Summary (TL;DR)
Standard technical interviews are broken. They select for anxiety and explicit reasoning, not real skill. The "cost of a bad hire" statistic is unfounded; real research shows toxic workers cost twice as much as hiring a star. Whiteboard interviews penalize anxious candidates, and pair programming interviews lack collaboration context. MBTI and growth mindset tests are ineffective; Big Five personality is better. The Dreyfus model explains why expert candidates fail interviews: they think intuitively, not step-by-step, while competent interviewers evaluate through explicit rules. Similarity bias and Dunning-Kruger compound this. Google's internal data found no correlation between interview scores and job performance. The FATE metrics (Feedback, Accuracy, Time, Effort) help evaluate the process itself. Business scenario interviews that test domain knowledge beat abstract algorithm puzzles.
Technical Interviews Reject the Wrong Engineers
20 years of observation, 50 years of research, and a framework for measuring the interview instead of the candidate
5 days ago
Most companies treat hiring like a filter. Put candidates through enough rounds, ask enough questions, and the good ones will survive. The problem is that the filter is broken. It selects for the wrong things, rejects people it can’t evaluate, and costs more when it fails than most teams realize.
I’ve spent over 15 years observing and researching technical interviews. I’ve watched brilliant engineers get rejected because they didn’t solve a problem the way the interviewer expected. I’ve watched mediocre engineers get hired because they had practiced the right LeetCode patterns. And I’ve watched companies repeat this cycle while citing a “cost of a bad hire” statistic that, as it turns out, no one can trace to an actual source.
This post is about what the research says, where the common tools break down, and a framework I built to measure interview quality itself.
The cost of getting it wrong is… wrong?
You’ve probably seen the claim that the U.S. Department of Labor estimates a bad hire costs 30% of first-year earnings. I went looking for the original source. There isn’t one. No DOL publication, no report title, no URL. Every article cites the last in an infinite loop. The same is true of the “80% of turnover is due to bad hiring decisions” figure attributed to Harvard Business Review. No specific HBR article contains that number.

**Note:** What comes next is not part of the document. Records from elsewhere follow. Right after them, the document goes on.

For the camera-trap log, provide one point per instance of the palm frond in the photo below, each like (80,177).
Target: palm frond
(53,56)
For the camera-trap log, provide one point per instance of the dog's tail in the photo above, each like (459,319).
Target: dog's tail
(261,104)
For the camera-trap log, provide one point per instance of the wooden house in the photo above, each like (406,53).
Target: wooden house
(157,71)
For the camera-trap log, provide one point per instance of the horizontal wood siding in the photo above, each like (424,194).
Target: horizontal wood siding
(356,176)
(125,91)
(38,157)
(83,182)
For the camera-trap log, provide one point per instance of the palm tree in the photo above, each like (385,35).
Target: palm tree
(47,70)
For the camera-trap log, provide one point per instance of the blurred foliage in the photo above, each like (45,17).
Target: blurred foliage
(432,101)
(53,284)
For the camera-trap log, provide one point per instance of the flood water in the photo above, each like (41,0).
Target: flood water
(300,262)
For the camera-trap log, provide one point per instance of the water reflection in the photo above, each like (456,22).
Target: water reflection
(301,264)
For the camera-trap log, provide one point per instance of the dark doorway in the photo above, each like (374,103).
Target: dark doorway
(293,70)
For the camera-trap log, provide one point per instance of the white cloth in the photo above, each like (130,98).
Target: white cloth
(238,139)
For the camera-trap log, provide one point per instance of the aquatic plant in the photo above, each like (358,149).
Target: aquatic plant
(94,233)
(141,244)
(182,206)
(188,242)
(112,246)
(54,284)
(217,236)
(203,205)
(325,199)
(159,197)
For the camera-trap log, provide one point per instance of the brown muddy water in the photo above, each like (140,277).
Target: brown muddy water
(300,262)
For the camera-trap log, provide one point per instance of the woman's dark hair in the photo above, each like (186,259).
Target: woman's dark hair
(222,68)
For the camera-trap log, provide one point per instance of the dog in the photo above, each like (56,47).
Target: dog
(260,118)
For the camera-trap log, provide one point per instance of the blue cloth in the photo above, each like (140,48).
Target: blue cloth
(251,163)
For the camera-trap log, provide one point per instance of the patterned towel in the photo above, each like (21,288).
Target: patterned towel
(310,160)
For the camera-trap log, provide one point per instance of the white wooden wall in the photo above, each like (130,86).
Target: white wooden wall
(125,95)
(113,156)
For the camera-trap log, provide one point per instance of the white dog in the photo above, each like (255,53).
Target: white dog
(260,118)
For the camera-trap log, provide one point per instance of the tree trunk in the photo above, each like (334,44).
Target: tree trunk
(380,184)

This is not surprising, it's the same effect as The Learning Pyramid. A bunch of trusted sites repeating the same thing they heard somewhere else with no reference to the original impirical sources.
The real research is less dramatic but more useful.
The Center for American Progress reviewed 30 case studies in 2012 and found the median replacement cost across all positions is about 21% of annual salary [1]. For workers earning under $75K, that number holds. For senior roles, it climbs to 213% [1].
But replacement cost is the wrong frame for engineering teams. The more useful finding comes from Housman and Minor’s 2015 Harvard Business School study of 50,000 workers across 11 firms [2]. They found that avoiding a toxic worker generates roughly twice the return of hiring a star performer. A toxic worker costs about $12,489 in direct replacement. A top-1% performer adds about $5,303 in value [2]. And toxic behavior spreads. When one joins a team, peers become more likely to behave the same way.
The biggest hiring risk is not missing a great candidate. It is letting a destructive one through.
The reason this matters: most interview processes are designed to find talent. Few are designed to detect toxicity, and the two goals require different signals.
Whiteboard interviews test whether a candidate can perform under observation while solving a problem they’d normally Google. A 2020 study by Behroozi et al. found that candidates given traditional whiteboard interviews with an observer performed at half the level of those who solved the same problems privately [3]. All women in the public condition failed. All women in the private condition passed [3].
This is not a talent filter. It is an anxiety filter.
Pair programming interviews are better, but they carry their own distortion. Pair programming was designed as a collaborative practice for producing code, not for evaluating a stranger’s skill under time pressure. When I pair with a colleague on my team, we share context, vocabulary, and trust. An interview has none of those. The candidate is performing while being watched by someone who holds power over their career. Calling that pair programming is like calling a job interview a conversation.
The deeper issue is tacit knowledge. Most of what a skilled engineer knows is not something they can articulate on demand. They recognize patterns. They sense when a design will cause problems in six months. They make tradeoffs that feel obvious to them but are invisible to someone at a different skill level. Standard interviews are built to test explicit knowledge: can you explain this algorithm, can you describe this pattern, can you walk through your reasoning.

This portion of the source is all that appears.